The two sides face a showdown at a March 6 shareholder meeting, where Broadcom is asking Qualcomm investors to elect its board nominees in order to force the deal through.
A failure to win over either Qualcomm’s board or shareholders would be a rare setback for Tan. He has already made Broadcom into one of the largest companies in the US$380 billion semiconductor industry through a string of deals. Taking control of Qualcomm, the biggest maker of chips that power smartphones, would give his company an unprecedented reach in the components that run modern communications systems.
Qualcomm’s board includes chairman Paul Jacobs — the son of the company’s founder — and CEO Steve Mollenkopf, who are both engineers committed to taking market-leading mobile chip technology into new areas such as servers, personal computers and automobiles. Tan has dismissed such expansion plans as unrealistic, arguing that the industry has changed and slowed down.

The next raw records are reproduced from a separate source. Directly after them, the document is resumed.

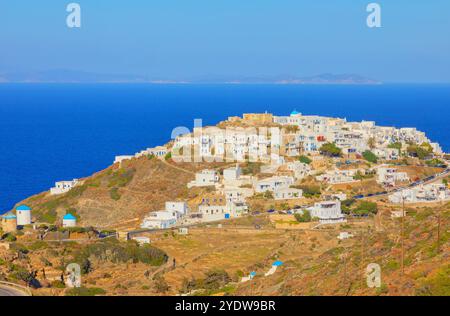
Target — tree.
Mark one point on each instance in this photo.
(370, 156)
(371, 142)
(304, 159)
(268, 195)
(421, 151)
(396, 145)
(330, 149)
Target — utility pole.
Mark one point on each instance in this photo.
(439, 232)
(362, 259)
(401, 236)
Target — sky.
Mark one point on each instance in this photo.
(182, 39)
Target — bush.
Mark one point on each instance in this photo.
(366, 207)
(304, 217)
(268, 195)
(40, 244)
(370, 156)
(114, 194)
(421, 151)
(304, 159)
(215, 279)
(396, 145)
(434, 163)
(84, 291)
(58, 284)
(121, 177)
(161, 285)
(309, 190)
(49, 216)
(252, 168)
(113, 251)
(330, 149)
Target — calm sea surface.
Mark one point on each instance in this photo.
(60, 132)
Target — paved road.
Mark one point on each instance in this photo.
(10, 291)
(435, 178)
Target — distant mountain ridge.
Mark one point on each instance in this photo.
(71, 76)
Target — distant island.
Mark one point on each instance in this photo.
(71, 76)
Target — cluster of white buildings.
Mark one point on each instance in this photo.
(166, 218)
(338, 176)
(158, 151)
(327, 212)
(388, 176)
(307, 135)
(64, 186)
(433, 192)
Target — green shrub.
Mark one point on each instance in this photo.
(84, 291)
(304, 159)
(370, 156)
(114, 194)
(304, 217)
(309, 190)
(121, 177)
(330, 149)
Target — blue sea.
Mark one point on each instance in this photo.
(52, 132)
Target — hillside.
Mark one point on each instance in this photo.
(116, 193)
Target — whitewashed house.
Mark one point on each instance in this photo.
(180, 208)
(273, 183)
(287, 194)
(63, 187)
(433, 192)
(69, 220)
(389, 176)
(205, 178)
(328, 212)
(160, 220)
(386, 153)
(120, 159)
(338, 176)
(237, 194)
(300, 170)
(232, 174)
(141, 240)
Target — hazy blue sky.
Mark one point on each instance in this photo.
(188, 38)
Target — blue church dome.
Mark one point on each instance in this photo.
(23, 208)
(69, 217)
(9, 216)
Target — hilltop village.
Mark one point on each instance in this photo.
(284, 174)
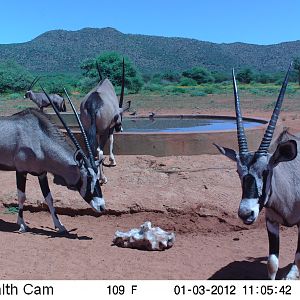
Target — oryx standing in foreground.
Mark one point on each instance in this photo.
(31, 143)
(269, 180)
(101, 113)
(42, 101)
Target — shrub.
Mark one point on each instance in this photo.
(185, 81)
(110, 64)
(199, 74)
(13, 77)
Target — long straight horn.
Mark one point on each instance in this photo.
(83, 132)
(99, 71)
(70, 133)
(242, 139)
(266, 141)
(123, 85)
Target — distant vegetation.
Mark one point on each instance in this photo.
(61, 51)
(110, 64)
(196, 81)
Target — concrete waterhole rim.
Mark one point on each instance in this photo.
(179, 143)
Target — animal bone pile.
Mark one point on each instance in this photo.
(145, 238)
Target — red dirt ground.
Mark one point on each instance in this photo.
(196, 197)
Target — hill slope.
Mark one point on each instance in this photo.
(62, 51)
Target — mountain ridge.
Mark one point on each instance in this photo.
(62, 51)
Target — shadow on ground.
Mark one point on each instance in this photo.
(45, 231)
(251, 269)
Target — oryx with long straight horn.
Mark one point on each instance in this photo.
(42, 101)
(270, 180)
(101, 114)
(31, 144)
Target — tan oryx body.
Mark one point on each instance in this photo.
(41, 100)
(269, 179)
(30, 143)
(101, 114)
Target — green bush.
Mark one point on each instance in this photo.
(110, 64)
(245, 76)
(199, 74)
(185, 81)
(13, 77)
(197, 94)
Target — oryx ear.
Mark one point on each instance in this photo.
(230, 153)
(78, 157)
(285, 151)
(126, 106)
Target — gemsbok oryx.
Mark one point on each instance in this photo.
(101, 113)
(31, 143)
(270, 180)
(42, 101)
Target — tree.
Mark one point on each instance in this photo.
(13, 77)
(297, 67)
(110, 64)
(199, 74)
(245, 76)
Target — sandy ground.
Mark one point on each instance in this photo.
(196, 197)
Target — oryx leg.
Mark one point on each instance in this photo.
(294, 272)
(21, 185)
(101, 143)
(43, 180)
(111, 145)
(273, 234)
(101, 176)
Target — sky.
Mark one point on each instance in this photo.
(220, 21)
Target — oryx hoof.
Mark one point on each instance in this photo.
(112, 163)
(103, 181)
(23, 228)
(62, 230)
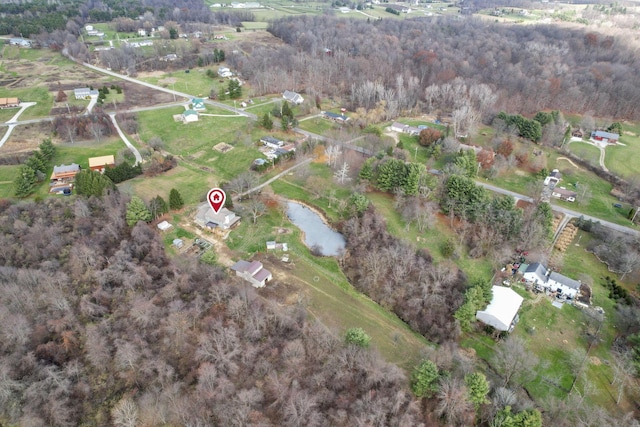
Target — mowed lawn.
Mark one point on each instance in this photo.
(331, 298)
(191, 182)
(623, 160)
(7, 175)
(586, 152)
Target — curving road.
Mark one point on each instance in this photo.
(570, 213)
(133, 149)
(166, 90)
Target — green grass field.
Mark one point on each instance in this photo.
(194, 82)
(330, 296)
(34, 94)
(191, 182)
(586, 151)
(7, 174)
(623, 160)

At the meeting, Tan was not given the chance to appeal to the whole of Qualcomm’s board. The target company was represented by Tom Horton, Jacobs and Mollenkopf from the board, and three others from the leadership team. Only Horton is an independent; the rest are long-serving executives, or, in Jacobs’s case, a former executive, who are committed to Qualcomm’s current strategy and plan to remain a standalone company.
Still, Qualcomm’s contention that the chipmaker’s future is brighter on its own has been a tough sell over the past two years. Challenges to the lucrative technology-licensing business have been at the center of its problems.
Regulators around the world are fining or investigating Qualcomm, supporting elements of Apple Inc.’s claims in a lawsuit alleging Qualcomm abuses its dominant position in mobile chips. Qualcomm has countered that it expects to win in court over time and overturn some of the more than US$4 billion it has been fined.